/error_correction

Primary LanguageC++Artistic License 2.0Artistic-2.0

Quake is a package to correct substitution sequencing errors in experiments with deep
coverage (e.g. >15X), specifically intended for Illumina sequencing reads.  Quake
adopts the k-mer error correction framework, first introduced by the EULER genome
assembly package.  Unlike EULER and similar programs, Quake utilizes a robust mixture
model of erroneous and genuine k-mer distributions to determine where errors are
located. Then Quake uses read quality values and learns the nucleotide to nucleotide
error rates to determine what types of errors are most likely. This leads to more
corrections and greater accuracy, especially with respect to avoiding
mis-corrections, which create false sequence dissimilar to anything in the original
genome sequence from which the read was taken.

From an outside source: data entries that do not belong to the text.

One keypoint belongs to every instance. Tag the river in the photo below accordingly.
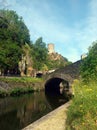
(18, 112)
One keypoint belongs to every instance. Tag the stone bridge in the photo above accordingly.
(61, 80)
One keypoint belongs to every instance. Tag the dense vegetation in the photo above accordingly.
(89, 65)
(17, 50)
(82, 114)
(13, 35)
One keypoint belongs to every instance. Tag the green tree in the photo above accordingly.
(89, 64)
(13, 35)
(39, 54)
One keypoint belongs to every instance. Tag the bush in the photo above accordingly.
(82, 114)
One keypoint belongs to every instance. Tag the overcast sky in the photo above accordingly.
(70, 24)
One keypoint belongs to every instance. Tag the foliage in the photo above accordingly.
(54, 62)
(82, 113)
(89, 65)
(39, 54)
(13, 35)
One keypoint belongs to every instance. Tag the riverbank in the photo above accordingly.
(82, 113)
(55, 120)
(12, 86)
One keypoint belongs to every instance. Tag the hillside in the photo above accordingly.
(57, 61)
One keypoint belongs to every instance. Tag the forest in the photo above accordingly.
(18, 54)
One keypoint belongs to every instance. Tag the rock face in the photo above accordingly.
(25, 65)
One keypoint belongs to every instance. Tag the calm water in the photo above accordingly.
(18, 112)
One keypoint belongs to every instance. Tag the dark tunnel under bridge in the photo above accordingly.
(56, 85)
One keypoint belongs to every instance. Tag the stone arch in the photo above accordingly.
(57, 83)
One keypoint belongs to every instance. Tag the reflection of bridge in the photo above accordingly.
(62, 79)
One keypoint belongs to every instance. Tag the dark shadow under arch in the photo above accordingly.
(56, 85)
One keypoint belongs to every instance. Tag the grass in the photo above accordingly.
(82, 114)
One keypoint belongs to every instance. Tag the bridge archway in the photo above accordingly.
(56, 85)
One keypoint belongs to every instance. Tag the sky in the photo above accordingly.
(71, 25)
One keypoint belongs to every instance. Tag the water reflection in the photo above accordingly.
(18, 112)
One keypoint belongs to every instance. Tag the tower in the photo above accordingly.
(51, 48)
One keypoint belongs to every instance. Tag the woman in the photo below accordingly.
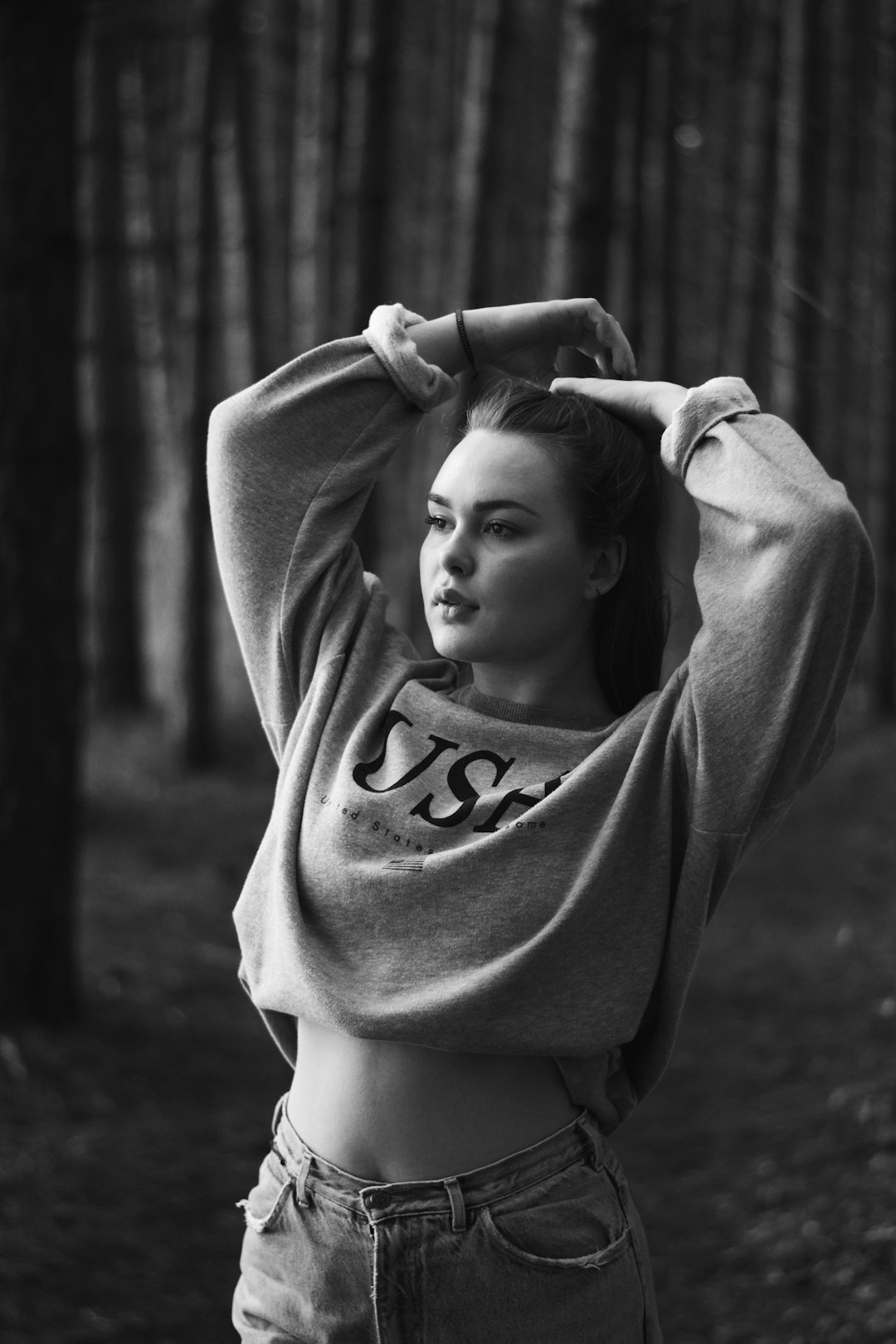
(473, 916)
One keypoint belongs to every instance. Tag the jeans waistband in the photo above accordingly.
(581, 1138)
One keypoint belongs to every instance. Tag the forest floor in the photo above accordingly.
(765, 1164)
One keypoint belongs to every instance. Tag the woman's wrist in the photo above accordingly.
(666, 399)
(438, 343)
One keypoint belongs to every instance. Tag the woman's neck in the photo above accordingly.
(564, 691)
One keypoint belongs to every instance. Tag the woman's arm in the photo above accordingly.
(290, 465)
(785, 583)
(525, 338)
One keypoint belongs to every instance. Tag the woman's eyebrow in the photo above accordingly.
(483, 505)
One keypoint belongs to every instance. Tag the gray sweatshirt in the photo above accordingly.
(472, 874)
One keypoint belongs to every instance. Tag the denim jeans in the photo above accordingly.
(540, 1248)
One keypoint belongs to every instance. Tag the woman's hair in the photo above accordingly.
(614, 488)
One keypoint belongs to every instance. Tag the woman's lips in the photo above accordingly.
(451, 605)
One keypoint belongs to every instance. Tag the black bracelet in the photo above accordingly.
(465, 342)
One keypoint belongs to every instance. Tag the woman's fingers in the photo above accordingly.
(603, 340)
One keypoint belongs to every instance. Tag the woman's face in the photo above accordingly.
(505, 577)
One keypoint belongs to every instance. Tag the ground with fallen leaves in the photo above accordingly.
(765, 1164)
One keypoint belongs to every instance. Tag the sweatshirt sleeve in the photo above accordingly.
(292, 461)
(785, 583)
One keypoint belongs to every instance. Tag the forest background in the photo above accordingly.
(193, 191)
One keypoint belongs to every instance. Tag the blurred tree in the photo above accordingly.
(41, 479)
(473, 127)
(117, 414)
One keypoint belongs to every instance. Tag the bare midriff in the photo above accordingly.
(388, 1112)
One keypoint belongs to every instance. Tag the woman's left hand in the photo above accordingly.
(525, 338)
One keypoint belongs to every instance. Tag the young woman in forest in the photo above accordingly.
(475, 912)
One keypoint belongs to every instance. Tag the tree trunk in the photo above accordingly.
(881, 440)
(575, 114)
(117, 422)
(791, 113)
(314, 152)
(41, 480)
(472, 144)
(201, 745)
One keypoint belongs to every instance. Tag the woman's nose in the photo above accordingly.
(455, 554)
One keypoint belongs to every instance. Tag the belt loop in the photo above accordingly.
(303, 1176)
(592, 1132)
(458, 1209)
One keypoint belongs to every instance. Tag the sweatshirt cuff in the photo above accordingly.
(703, 407)
(422, 385)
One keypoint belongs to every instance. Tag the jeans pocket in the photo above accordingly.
(269, 1198)
(571, 1220)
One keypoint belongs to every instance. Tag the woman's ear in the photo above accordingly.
(607, 563)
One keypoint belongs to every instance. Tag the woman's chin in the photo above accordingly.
(453, 644)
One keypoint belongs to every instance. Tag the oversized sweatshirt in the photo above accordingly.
(470, 874)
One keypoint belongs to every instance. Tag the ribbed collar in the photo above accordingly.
(533, 714)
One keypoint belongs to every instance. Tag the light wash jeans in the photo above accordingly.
(540, 1248)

Quake is freely available from http://www.cbcb.umd.edu/software/quake. Instructions
on how to use Quake can be found at
http://www.cbcb.umd.edu/software/quake/manual.html. Direct questions, concerns, and
feature requests to David Kelley (dakelley@umiacs.umd.edu).

Installation prerequisites:
1. Download and install Boost: http://www.boost.org
2. Open src/Makefile and update CFLAGS to include Boost.  E.g. if you used MacPorts, it may be:
CFLAGS=-O3 -fopenmp -I/opt/local/include -I.
3. Compile Quake by typing "make" in the src directory.
4. Download and install Jellyfish for counting k-mers: http://www.cbcb.umd.edu/software/jellyfish
5. Place a symbolic link to the jellyfish binary in Quake's bin directory, or update the variable "jellyfish_dir" in bin/quake.py to the directory containing the jellyfish binary.
6. Download and install R: http://www.r-project.org
7. Download and install R VGAM library via R command install.packages("VGAM")

Both Boost and R are easily installed via an installation helper e.g. MacPorts (http://www.macports.org) for Mac, and a command such as "sudo port install boost".

To complete the installation, run the command "make" in the src/ directory.